Les comportements reprochés à Mme [Y] comme les manifestations d'une défiance et d'une insubordination à l'égard du président de l'association, qui constituent le grief le plus détaillé, sont caractérisés comme suit :
« Vous ne respectez pas le lien de subordination auquel est soumis tout salarié, quel que soit son niveau hiérarchique.
Vous avez refusé délibérément d'organiser une réunion demandée par moi-même par mail du 26 octobre 2018. Je vous demandais de réunir le personnel encadrant le 29 octobre 2018 à 14 heures pour délibérer collégialement sur un problème de maltraitance d'un AS de nuit.
Vous avez maintenu depuis votre prise de fonction de directrice une caisse occulte avec une comptabilité non officielle. Cette caisse était gérée par des salariés de l'EHPAD avec votre assentiment pendant leurs heures de travail. Elle servait à l'achat de matériaux pour l'animation, activité entrant dans le cadre de l'occupationnel des résidents. Agissant ainsi les administrateurs n'ont pas pu avoir l'exactitude des entrées et des sorties de fonds pour l'activité de l'établissement et le commissaire aux comptes n'a pas su l'existence de ces fonds.
L'EHPAD est un établissement participant au service public et pour son contrôle financier sous la tutelle de l'ARS et du Conseil départemental. Ces fonds étaient conservés dans un coffre-fort appartenant à l'établissement et ainsi mis à leur disposition.
J'ai eu connaissance de cette caisse le 28 août 2018 et ai immédiatement fait régulariser en intégrant les fonds dans la comptabilité de l'EHPAD, ce qui est totalement conforme aux règles comptables.
A votre retour de congé le 3 septembre 2018 vous avez donné ordre à la comptable de ne pas régulariser ces mouvements et de ne pas comptabiliser les dépenses en question dans la comptabilité générale, en arguant que l'association ne pouvait recevoir des dons (en qualité de directrice dans une association vous êtes censée connaître les articles 21 à 79-4 du Code Civil Local). La comptabilisation des dépenses y afférentes est suspendue. Vous avez délibérément violé ma directive et empêché la bonne gestion et le bon fonctionnement de l'établissement. Vous m'avez affirmé avec virulence « à cause de vous il n'y aura plus d'animation, ni d'activité folklorique, etc. ».
Vous avez donné ordre au personnel de l'administration (la responsable comptable et administrative) de ne pas me donner de documents pendant vos congés d'une durée de 18 jours d'absence au mois d'août 2018.A le 3 septembre et d'une façon récurrente au retour de vos absences, vous avez questionnez ces salariés sur les fréquences et les objets de mes présences pendant vos absences. Vous vous êtes même enquise auprès de salariées sur le numéro de téléphone que je voulais connaître lors de la réunion du bureau du 5 novembre.
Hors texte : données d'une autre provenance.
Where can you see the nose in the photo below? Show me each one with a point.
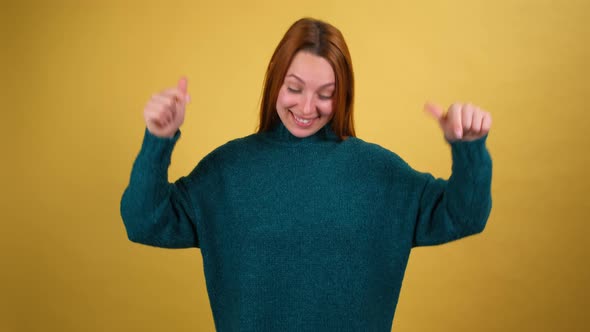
(308, 105)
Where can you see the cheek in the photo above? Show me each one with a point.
(285, 100)
(326, 107)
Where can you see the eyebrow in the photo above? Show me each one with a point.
(302, 81)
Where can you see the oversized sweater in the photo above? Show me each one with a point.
(309, 234)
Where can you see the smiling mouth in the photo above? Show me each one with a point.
(301, 121)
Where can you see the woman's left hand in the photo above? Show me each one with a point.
(461, 122)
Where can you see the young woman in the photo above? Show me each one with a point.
(303, 226)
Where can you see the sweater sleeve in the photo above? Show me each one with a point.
(154, 211)
(460, 206)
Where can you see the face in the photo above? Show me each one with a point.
(305, 101)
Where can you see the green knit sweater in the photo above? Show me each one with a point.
(309, 234)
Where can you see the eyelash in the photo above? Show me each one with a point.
(299, 91)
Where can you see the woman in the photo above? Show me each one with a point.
(302, 226)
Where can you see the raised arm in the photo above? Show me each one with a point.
(459, 207)
(156, 212)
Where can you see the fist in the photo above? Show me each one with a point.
(461, 122)
(164, 112)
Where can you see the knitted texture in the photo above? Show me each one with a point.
(309, 234)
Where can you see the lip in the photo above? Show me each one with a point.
(300, 124)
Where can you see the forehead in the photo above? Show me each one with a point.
(312, 69)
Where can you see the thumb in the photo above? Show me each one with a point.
(434, 110)
(182, 86)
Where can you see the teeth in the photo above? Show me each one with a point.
(302, 120)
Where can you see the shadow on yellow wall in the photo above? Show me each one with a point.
(78, 76)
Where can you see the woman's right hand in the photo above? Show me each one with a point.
(164, 112)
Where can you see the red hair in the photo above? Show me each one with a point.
(321, 39)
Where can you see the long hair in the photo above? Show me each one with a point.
(321, 39)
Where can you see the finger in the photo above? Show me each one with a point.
(164, 101)
(476, 122)
(174, 93)
(183, 84)
(434, 110)
(486, 123)
(158, 116)
(467, 117)
(454, 121)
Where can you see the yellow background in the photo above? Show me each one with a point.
(76, 75)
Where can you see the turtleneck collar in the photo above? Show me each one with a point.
(281, 134)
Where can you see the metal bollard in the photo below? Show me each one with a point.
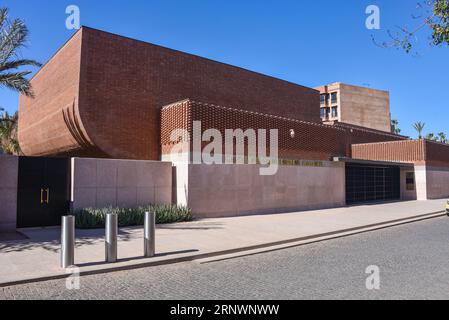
(67, 242)
(150, 235)
(111, 237)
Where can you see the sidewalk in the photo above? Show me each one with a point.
(38, 257)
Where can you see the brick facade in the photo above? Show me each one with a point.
(311, 140)
(101, 95)
(419, 152)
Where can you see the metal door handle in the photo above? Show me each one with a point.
(47, 199)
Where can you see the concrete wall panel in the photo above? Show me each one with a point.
(437, 182)
(233, 190)
(101, 183)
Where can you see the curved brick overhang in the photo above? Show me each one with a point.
(50, 123)
(101, 96)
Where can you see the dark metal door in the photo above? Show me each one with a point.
(367, 183)
(43, 191)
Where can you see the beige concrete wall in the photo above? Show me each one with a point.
(365, 107)
(437, 182)
(361, 106)
(101, 183)
(233, 190)
(421, 182)
(407, 195)
(9, 174)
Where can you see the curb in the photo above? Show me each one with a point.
(246, 251)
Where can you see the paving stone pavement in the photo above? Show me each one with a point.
(413, 261)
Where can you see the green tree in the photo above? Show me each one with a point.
(431, 137)
(13, 37)
(433, 16)
(442, 137)
(395, 126)
(419, 127)
(8, 133)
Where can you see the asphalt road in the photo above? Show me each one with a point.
(413, 261)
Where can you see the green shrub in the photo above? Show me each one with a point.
(91, 218)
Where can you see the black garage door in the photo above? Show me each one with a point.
(43, 192)
(367, 183)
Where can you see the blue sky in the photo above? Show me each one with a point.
(306, 42)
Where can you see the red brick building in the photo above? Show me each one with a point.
(107, 96)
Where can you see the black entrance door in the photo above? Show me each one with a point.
(43, 192)
(366, 183)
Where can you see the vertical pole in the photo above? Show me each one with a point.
(111, 237)
(67, 242)
(150, 234)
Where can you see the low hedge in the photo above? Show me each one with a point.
(91, 218)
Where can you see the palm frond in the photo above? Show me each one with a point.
(17, 82)
(15, 64)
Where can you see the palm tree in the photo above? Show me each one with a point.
(13, 37)
(395, 126)
(419, 127)
(8, 133)
(442, 137)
En raison du non-respect de vos directives, vous avez immédiatement fait des remontrances à la cadre de santé et à la responsable comptable et administrative en précisant « au premier janvier je sévirai ».
Cet irrespect de votre part est de nature à créer un climat de suspicion au sein de notre établissement.
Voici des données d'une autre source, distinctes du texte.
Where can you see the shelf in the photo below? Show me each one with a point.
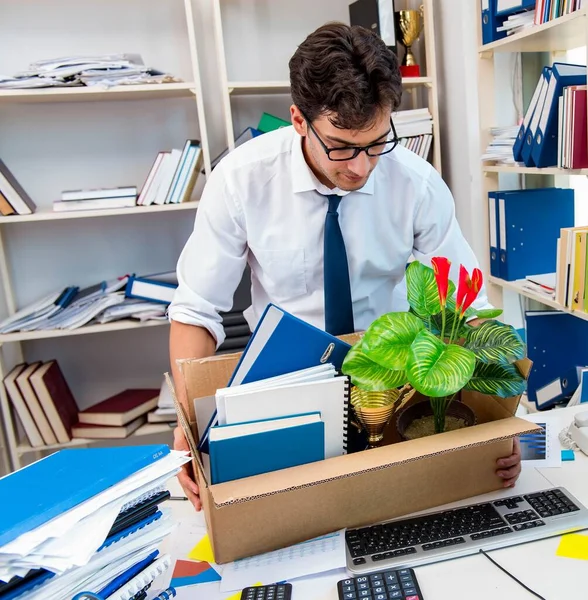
(92, 94)
(48, 215)
(27, 336)
(147, 429)
(516, 286)
(244, 88)
(565, 33)
(532, 170)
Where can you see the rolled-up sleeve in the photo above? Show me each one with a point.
(212, 262)
(437, 232)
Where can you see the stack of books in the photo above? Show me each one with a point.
(94, 530)
(13, 199)
(172, 176)
(415, 130)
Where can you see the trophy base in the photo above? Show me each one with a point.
(410, 70)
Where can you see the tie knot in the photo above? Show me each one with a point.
(334, 201)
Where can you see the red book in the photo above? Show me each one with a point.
(121, 409)
(56, 399)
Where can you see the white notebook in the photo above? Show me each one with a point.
(330, 397)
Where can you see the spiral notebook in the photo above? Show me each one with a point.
(329, 397)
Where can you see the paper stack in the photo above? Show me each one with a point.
(86, 520)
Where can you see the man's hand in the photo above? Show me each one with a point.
(188, 484)
(509, 468)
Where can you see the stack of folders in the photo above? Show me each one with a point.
(172, 176)
(538, 140)
(524, 228)
(86, 520)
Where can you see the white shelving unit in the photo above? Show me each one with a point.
(231, 88)
(13, 447)
(555, 37)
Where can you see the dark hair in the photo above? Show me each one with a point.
(346, 71)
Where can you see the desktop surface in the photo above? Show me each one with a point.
(536, 563)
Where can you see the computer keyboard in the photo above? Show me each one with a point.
(447, 534)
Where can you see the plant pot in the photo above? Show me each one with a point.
(423, 409)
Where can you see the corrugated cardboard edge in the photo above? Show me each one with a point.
(342, 467)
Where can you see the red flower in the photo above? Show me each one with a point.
(441, 268)
(468, 289)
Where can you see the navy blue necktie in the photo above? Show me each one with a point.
(338, 306)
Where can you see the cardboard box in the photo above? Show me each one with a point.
(274, 510)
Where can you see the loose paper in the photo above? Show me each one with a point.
(319, 555)
(573, 545)
(202, 551)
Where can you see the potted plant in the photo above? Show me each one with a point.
(432, 349)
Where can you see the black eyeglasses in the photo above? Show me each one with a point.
(350, 152)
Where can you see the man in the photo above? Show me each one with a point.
(327, 234)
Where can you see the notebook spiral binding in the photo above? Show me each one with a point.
(143, 497)
(346, 412)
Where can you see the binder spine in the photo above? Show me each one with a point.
(346, 415)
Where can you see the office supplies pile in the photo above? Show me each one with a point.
(86, 520)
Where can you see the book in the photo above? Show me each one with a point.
(280, 344)
(28, 393)
(67, 478)
(20, 406)
(56, 398)
(247, 449)
(120, 409)
(89, 431)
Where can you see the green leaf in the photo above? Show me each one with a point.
(368, 375)
(503, 381)
(421, 289)
(436, 369)
(494, 342)
(388, 339)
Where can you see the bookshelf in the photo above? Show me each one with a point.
(554, 38)
(232, 89)
(66, 115)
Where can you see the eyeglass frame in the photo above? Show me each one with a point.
(356, 149)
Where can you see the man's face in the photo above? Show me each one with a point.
(348, 175)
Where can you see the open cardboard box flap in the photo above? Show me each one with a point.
(370, 460)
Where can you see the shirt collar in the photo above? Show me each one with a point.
(304, 180)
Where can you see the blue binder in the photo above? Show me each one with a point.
(556, 344)
(490, 22)
(519, 144)
(529, 226)
(280, 344)
(544, 151)
(51, 486)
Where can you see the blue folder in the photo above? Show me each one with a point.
(280, 344)
(51, 486)
(556, 343)
(529, 224)
(544, 151)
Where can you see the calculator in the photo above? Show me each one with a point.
(398, 584)
(275, 591)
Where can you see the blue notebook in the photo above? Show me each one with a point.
(247, 449)
(51, 486)
(280, 344)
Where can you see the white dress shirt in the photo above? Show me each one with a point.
(263, 205)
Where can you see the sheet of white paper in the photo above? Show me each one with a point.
(541, 449)
(319, 555)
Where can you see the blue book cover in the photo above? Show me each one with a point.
(249, 449)
(280, 344)
(51, 486)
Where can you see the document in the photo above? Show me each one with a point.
(318, 555)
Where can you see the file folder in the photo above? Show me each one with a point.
(544, 150)
(529, 227)
(519, 144)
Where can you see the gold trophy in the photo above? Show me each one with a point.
(409, 24)
(375, 409)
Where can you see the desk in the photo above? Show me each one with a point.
(468, 578)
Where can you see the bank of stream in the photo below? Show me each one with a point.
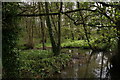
(85, 64)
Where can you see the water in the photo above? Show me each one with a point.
(83, 65)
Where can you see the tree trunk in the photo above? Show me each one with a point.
(42, 28)
(54, 46)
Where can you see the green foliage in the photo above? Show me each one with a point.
(41, 63)
(78, 43)
(10, 31)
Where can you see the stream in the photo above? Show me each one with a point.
(83, 65)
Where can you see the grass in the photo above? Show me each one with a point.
(41, 63)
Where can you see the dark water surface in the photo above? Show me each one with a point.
(83, 65)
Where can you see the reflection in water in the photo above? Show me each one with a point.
(84, 65)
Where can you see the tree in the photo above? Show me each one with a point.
(10, 31)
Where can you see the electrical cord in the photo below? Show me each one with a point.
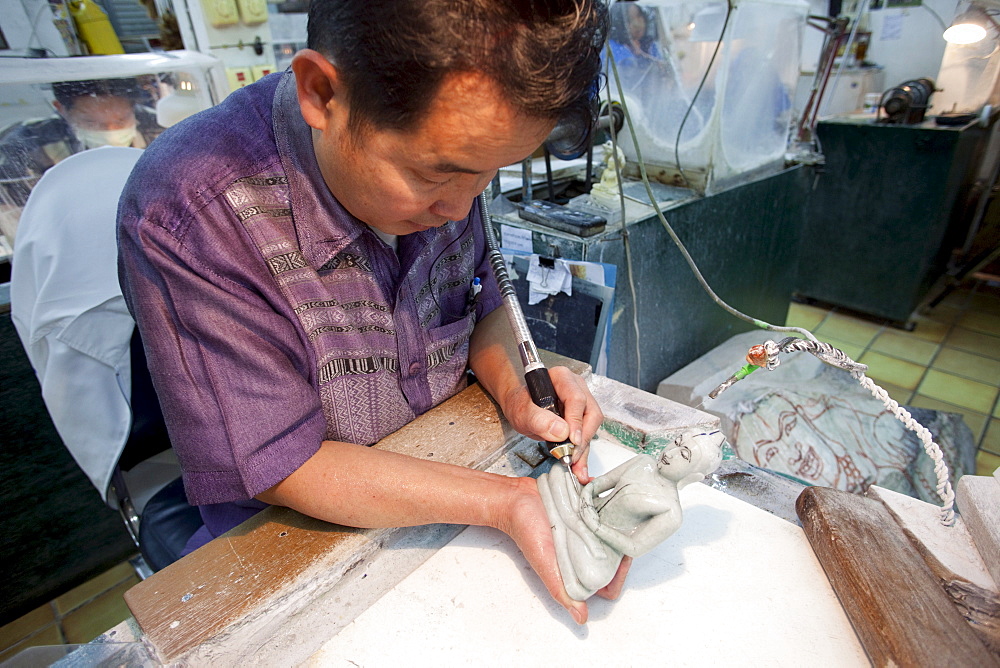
(862, 7)
(701, 84)
(625, 238)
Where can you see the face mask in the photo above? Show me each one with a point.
(96, 138)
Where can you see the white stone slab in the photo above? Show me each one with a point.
(735, 585)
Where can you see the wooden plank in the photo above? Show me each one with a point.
(978, 499)
(895, 603)
(952, 557)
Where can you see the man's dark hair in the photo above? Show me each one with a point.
(68, 92)
(394, 54)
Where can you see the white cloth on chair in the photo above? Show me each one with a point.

Le 1er novembre 2018, j'ai réceptionné un courrier de représentants des salariés qui dénonce un climat malséant vécu par la majorité des salariés. A cette occasion, dans le cadre de mes attributions, j'ai convoqué les cadres à une réunion le 9 novembre pour étudier ces faits et collégialement trouver le cas échéant une solution pour plus de sérénité pour les salariés : or cette réunion a pris une tournure manifestement désagréable à mon encontre autant qu'à celle de la Cadre de santé, que vous avez qualifiée publiquement d'incapable.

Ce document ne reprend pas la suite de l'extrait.